James Scott, Earl of Dalkeith, KT (23 May 1674 – 14 March 1705) was a Scottish nobleman and politician. He was the son of James Scott, 1st Duke of Monmouth, and Anne Scott, 1st Duchess of Buccleuch. He was also the grandson of Charles II of England, Scotland and Ireland. On 2 January 1693/94 he married Lady Henrietta Hyde (born in Hindon, Wiltshire, c. 1677, died 30 May 1730), daughter of Laurence Hyde, 1st Earl of Rochester, and Henrietta Hyde, Countess of Rochester.
== Children==
They had six children:

1. Francis Scott, 2nd Duke of Buccleuch (11 January 1695 – 22 May 1751) married (1) Lady Jane Douglas, daughter of James Douglas, 2nd Duke of Queensberry and Mary Boyle; (2) Alice Powell, daughter of Joseph Powell
2. Lady Anne Scott (1 April 1696 – 11 October 1714)

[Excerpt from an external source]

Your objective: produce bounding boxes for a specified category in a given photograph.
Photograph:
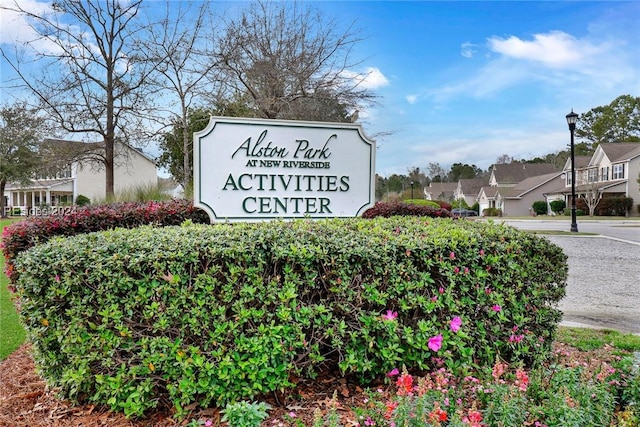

3. Lady Charlotte Scott (30 April 1697 – 22 August 1747)
4. The Hon. Charles Scott (March 1700 – 4 April 1700)
5. The Hon. James Scott (14 January 1702 – 26 February 1719)
6. The Hon. Henry Scott (26 November 1704 – died young)

== Death and burial ==
Lord Dalkeith died of apoplexy and was buried 19 March 1704/05 in the Henry VII Chapel of Westminster Abbey.